[As of December 2003, the policies detailed below appear to have ended with Peter Salzman's replacement as listadmin by Bill Kendrick. Numerous odd rules and proclamations were removed from LUGOD's mailing list informational Web pages, around the same time. Nothing detailed below should be seen as reflecting on current list management.

September 2004 addendum: I received a rather hapless and bizarre (signed, undated) threat letter about this Web page (via USPS), and was obliged to spend valuable time drafting a reply.]



LUGOD mailing list censorship policies

More at: http://kmself.home.netcom.com/Rants/lugod-censorship.html

Shown here (for archival purposes) is evidence of gross abuse of the list-administrator position by Linux User Group of Davis listadmin Peter Jay Salzman:

Post 1 of 2:

Immediately after this post went out to the LUGOD mailing lists, it failed to show up in the list archives for those two lists at http://www.lugod.org/mailinglists/archives/. LUGOD president Bill Kendrick asserts as of 2003-01-30 that the message was eaten by a procmail "duplicate" filter. (Query: When was the last time a duplicate filter deleted all copies of an e-mail?)

Listadmin Peter Jay Salzman has sole control of the mailing lists.

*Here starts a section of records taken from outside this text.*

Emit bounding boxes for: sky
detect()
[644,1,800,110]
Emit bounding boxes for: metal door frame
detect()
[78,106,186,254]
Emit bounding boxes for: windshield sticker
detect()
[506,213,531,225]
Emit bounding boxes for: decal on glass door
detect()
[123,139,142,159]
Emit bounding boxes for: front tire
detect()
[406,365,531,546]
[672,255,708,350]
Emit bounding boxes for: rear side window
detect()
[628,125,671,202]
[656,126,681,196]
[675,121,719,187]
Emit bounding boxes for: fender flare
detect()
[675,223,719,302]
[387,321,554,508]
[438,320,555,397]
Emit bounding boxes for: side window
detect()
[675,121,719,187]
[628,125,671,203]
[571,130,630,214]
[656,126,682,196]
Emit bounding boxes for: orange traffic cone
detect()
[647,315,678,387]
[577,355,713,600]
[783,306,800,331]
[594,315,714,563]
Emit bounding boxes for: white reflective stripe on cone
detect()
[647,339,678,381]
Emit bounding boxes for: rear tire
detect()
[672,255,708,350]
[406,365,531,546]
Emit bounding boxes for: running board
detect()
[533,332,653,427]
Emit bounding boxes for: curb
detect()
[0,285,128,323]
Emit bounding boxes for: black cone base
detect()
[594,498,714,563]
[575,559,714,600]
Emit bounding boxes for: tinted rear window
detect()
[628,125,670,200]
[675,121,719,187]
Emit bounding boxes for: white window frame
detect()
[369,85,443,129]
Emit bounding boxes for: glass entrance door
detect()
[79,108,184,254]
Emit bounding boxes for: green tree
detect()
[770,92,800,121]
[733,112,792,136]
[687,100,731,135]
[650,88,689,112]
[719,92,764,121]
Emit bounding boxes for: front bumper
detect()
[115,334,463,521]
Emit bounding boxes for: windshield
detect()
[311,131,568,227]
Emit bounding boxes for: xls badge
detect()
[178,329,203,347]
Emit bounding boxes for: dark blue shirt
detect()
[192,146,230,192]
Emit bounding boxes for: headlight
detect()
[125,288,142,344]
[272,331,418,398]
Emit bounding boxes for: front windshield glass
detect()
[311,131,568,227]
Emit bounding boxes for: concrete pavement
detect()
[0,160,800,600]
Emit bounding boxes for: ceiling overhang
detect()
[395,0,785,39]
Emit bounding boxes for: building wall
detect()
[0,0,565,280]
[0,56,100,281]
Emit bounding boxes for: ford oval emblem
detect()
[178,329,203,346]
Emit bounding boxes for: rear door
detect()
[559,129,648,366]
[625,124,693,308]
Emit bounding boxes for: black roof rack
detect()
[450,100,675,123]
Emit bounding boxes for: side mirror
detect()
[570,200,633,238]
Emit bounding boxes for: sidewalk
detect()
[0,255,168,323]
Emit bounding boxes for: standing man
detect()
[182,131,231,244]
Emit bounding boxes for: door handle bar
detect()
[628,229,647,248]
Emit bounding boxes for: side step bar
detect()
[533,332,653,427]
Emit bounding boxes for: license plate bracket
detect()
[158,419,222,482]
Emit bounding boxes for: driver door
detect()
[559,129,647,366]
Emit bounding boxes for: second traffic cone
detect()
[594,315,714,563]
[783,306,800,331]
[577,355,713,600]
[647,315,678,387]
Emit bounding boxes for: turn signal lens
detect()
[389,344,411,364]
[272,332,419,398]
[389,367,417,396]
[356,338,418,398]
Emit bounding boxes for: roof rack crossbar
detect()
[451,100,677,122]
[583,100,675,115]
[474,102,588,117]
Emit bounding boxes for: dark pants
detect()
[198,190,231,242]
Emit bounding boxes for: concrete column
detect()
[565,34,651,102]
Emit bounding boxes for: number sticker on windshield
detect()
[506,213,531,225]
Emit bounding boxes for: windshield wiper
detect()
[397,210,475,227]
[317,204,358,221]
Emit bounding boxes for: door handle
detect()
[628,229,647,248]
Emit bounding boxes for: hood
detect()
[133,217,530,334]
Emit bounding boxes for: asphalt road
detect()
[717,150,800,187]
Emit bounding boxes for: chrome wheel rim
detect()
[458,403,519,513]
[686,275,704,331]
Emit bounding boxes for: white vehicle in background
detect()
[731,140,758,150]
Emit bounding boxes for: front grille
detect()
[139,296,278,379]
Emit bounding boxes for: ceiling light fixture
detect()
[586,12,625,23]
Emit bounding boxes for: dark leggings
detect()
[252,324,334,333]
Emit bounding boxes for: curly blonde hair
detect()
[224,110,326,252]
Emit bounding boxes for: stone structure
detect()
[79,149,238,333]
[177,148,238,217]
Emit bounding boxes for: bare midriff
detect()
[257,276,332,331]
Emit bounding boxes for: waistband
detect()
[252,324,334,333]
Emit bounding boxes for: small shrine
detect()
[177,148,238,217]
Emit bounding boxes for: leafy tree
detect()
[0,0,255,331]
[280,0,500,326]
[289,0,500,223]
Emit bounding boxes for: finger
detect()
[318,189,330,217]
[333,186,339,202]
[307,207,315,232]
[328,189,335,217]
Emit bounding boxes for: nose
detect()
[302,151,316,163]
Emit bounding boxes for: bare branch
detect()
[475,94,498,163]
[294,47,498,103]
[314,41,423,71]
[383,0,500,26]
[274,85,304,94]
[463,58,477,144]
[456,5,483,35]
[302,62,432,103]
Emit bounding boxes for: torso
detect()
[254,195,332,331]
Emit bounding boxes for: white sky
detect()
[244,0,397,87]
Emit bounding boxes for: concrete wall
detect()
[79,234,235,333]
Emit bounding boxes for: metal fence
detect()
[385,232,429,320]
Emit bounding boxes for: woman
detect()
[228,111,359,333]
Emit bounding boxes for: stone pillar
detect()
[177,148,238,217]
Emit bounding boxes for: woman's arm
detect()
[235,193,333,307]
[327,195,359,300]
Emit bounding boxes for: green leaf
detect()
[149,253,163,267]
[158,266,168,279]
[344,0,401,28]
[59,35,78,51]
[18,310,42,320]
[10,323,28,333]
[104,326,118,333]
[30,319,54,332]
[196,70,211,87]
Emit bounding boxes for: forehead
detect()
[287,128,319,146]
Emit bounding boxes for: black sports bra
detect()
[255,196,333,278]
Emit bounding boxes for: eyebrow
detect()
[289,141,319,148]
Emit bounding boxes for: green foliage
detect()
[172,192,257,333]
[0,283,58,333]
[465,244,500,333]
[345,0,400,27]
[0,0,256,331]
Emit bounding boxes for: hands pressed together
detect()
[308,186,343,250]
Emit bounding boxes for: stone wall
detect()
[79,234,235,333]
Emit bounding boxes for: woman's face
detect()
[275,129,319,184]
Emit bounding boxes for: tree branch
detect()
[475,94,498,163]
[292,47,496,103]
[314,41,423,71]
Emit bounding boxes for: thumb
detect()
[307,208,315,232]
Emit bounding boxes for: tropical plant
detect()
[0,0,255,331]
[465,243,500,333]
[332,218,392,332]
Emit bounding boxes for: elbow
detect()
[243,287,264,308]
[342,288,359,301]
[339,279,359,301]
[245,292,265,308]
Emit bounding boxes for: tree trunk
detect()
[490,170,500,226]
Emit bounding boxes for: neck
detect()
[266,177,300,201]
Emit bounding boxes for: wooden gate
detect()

Restoring the post to the archive required protest to LUGOD's president and vice-president.




Censored post follows:

From: "Karsten M. Self" 
To: LUGOD vox ,
	LUGOD vox-tech 
Cc: IWE , root@lugod.org, sys@lugod.org
User-Agent: Mutt/1.4i
Subject: [Iwe] Censorship => signoff
Date: Thu, 30 Jan 2003 06:48:06 +0000

As much as this group has to offer, I'm signing off vox & vox-tech
effective immediately due to the behavior of the list admin.

First a few points about myself.

  - I've been a Unix user for over 15 years.  GNU/Linux for the past
    five.

  - I've used, run, FAQ'd, caballed, and designed discussion forums,
    lists, message boards, and the like, also for over 15 years.
    Methods of group communication, discussion, and documentation are a
    topic of both practical and intellectual interest to me.  I've even
    known a few people at LUGOD via these means over the entire
    duration.

  - I've been active in the GNU/Linux and free software community for
    the past five years, and had the pleasure to meet and know many
    people throughout the community at all levels.

  - In meetings, presentations, and activities, LUGOD is the best
    organized and run user groups I've seen.  Bar none.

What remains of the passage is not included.